Dans ce cas tu as le CD qui doit être gris (celui d'origine) et donc dessus il doit avoir écrit "included AHT" ou un truc du même genre.


----------



## Goliath (24 Août 2008)

bon ben là je lève mes mains au ciel et je vous demande de l'aide...

...je pensai que mes problèmes de carte vidéo étaient presque fini mais je m'aperçois que non seulement ce ne sont pas des problèmes de carte vidéo (maintenant les deux cartes vidéo ensemble ne me donnent plus de soucis, ou presque...) mais bien des problèmes de mémoire et c'est le test AHT qui me le dit, mais alors pour y comprendre quelque chose il faut être sorti d'un asile de fou car cela fait une journée entière que je lance le test (qui dure looooooongtemps!) et que j'essaye de comprendre quelle barrette (1,2,3... toutes????) pose problème, je m'explique:

Voici d'abord mes slots:
- slot [1/1] J11/J12
- slot [2/2] J13/J14
- slot [3/3] J41/J42
- slot [4/4] J43/J44
sur lesquelles j'ai 4 barrettes, 2 Kingston/Samsung de 512mb et 2 MBS de 1024mb = 3GB. 

Pour une bonne exécution du test (test étendu) j'ai isolé les barrettes par paire et donc lancé le test chaque fois par 2 de la même marque et capacité d'abord sur les premiers 2 slots (1/1) et là j'ai eu un code erreur pour les barrettes de marque MBS qui est le suivant:
2MEM/102/4: DIMM0/J11
j'ai inversé les barrettes MBS toujours sur les premiers 2 slots (1/1) et là ça passe... étrangement il ne me donne plus aucun code erreur   il aurait dû me signaler le code erreur sur le slot J12
...je lance le même test (premiers 2 slots [1/1] ) avec les barrettes Kingston/Samsung de 512mb, je me dis que je connais la marque (j'ai toujours opté pour des Samsung) et elles ne me donneront aucun problème, et bien non j'ai le même code erreur d'avant avec la différence au niveau du chiffre 102:
2MEM/101/4: DIMM0/J11

...bon ben j'inverse les barrettes Kingston/Samsung toujours sur les premiers 2 slots (1/1) et boom voici un autre code erreur:
2MEM/101/4: DIMM1/J12

Je recommence le même test mais cette fois-ci sur les la deuxième ligne de slots d'abord avec les barrettes de marque MBS puis avec les Samsung et toujours des codes erreurs...même sur la troisième ligne de slots, ...comment est-ce possible? Est-il possible que toutes mes barrettes soient naze??

Le "test rapide" d'AHT ne donne aucun souci avec aucune des barrettes,...est-ce que AHT est fiable comme analyse??? ... ça m'a l'air assez 'leger' comme test...

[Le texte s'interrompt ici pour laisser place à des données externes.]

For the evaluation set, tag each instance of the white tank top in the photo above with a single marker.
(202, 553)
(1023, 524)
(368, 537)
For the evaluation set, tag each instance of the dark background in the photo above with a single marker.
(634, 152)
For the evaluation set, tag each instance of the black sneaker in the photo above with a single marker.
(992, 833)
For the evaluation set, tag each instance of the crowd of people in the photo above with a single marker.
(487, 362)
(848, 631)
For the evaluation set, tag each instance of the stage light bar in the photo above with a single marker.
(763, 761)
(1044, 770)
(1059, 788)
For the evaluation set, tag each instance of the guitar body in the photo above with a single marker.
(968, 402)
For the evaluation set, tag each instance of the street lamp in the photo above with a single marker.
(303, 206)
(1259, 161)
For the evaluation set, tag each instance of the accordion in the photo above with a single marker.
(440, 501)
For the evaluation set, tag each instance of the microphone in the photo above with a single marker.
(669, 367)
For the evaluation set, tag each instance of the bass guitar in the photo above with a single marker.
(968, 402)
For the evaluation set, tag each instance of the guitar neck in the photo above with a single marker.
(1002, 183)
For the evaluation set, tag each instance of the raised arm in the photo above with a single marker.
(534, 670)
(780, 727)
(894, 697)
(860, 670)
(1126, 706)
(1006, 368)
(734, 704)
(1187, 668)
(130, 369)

Question: en ouvrant la capot du G5 et an ayant la carte mère en face quelle est la série J11, J13, J41, J43? celle du haut ou celle du bas?

J'ai pour finir laissé les deux barrettes qui apparemment avaient bien passé le test et toujours les mêmes problèmes d'affichage.... y en à marre!!!! ...  

...un coup de pouce serait le bienvenu... help... 

...bon, Techtool 4.6.1 me dit que mes barrettes sont ok


----------



## Goliath (26 Août 2008)

...je viens d'acheter 2 nouvelles barrettes de 1GB, on verra bien si ce sont les maudites barrettes actuelles qui me donnent du fil à retordre sinon cela veut dire que je me pencherai à nouveau sur la carte graphique d'origine...  :hein:


----------



## Goliath (27 Août 2008)

...j'aurais pu lancer un blog...


----------



## Invité (6 Septembre 2008)

Tu mets bien tes barrettes en opposition ?
Les 512Mo en 1 et les 1Go en 2 par exemple. Voilà le montage :


----------



## Goliath (6 Septembre 2008)

...même avec les 2 nouvelles barrettes de 1 Gb chacune et installées sans les autres barrettes le problème persiste, donc la RAM n'a rien à voir (merci AHT  )

... c'est la carte vidéo d'origine (donc la ATI Radeon 9600 Pro) car quand je fais tourner mon Mac avec seulement la ATI Radeon 7000 le problème est quasi parti ...ou presque... il y a des infimes petits problèmes d'affichage et très rarement... je suppose que Leopard y est aussi pour quelque chose... bref j'aurais tout essayé comme test... :modo: :hosto:


----------



## Invité (6 Septembre 2008)

Elles sont sur quels slots tes barrettes ?


----------



## Goliath (6 Septembre 2008)

Invité a dit:


> Elles sont sur quels slots tes barrettes ?



...je l'ai écrit plus haut...

_Voici d'abord mes slots:
- slot [1/1] J11/J12
- slot [2/2] J13/J14
- slot [3/3] J41/J42
- slot [4/4] J43/J44_

... 1/1... puis 2/2 et ainsi de suite... les barrettes sont bien installées...


----------



## Invité (7 Septembre 2008)

Ben, plus haut, tu disais que tu ne savais comment repérer les slots, d'où la photo et ma question.
A laquelle tu ne répond pas.
Ces nouvelles barrettes sont installés (seules) dans quels slots, le 1 du haut avec le 1 du bas ? T'as essayé les quatres combinaisons possibles ?


----------



## Goliath (7 Septembre 2008)

Invité a dit:


> Ben, plus haut, tu disais que tu ne savais comment repérer les slots, d'où la photo et ma question.
> A laquelle tu ne répond pas.
> Ces nouvelles barrettes sont installés (seules) dans quels slots, le 1 du haut avec le 1 du bas ? T'as essayé les quatres combinaisons possibles ?



...oui en effet sorry j'avais oublié de signaler que pour finir j'avais trouvé la doc... mais de toute façon j'ai essayé toutes les combinaisons possibles (1/1, 2/2,...) et j'en déduis que les barrettes sont ok et que AHT c'est du gadget à 2 balles...

...merci en tout cas


----------



## Invité (7 Septembre 2008)

Ok, alors j'espère que c'est effectivement la carte vidéo qui te joue des tours et non la carte mère


----------



## Goliath (7 Septembre 2008)

...j'ai pensé moi aussi à la carte mère mais là par contre AHT me dit que c'est ok...

...merci pour l'intérêt


----------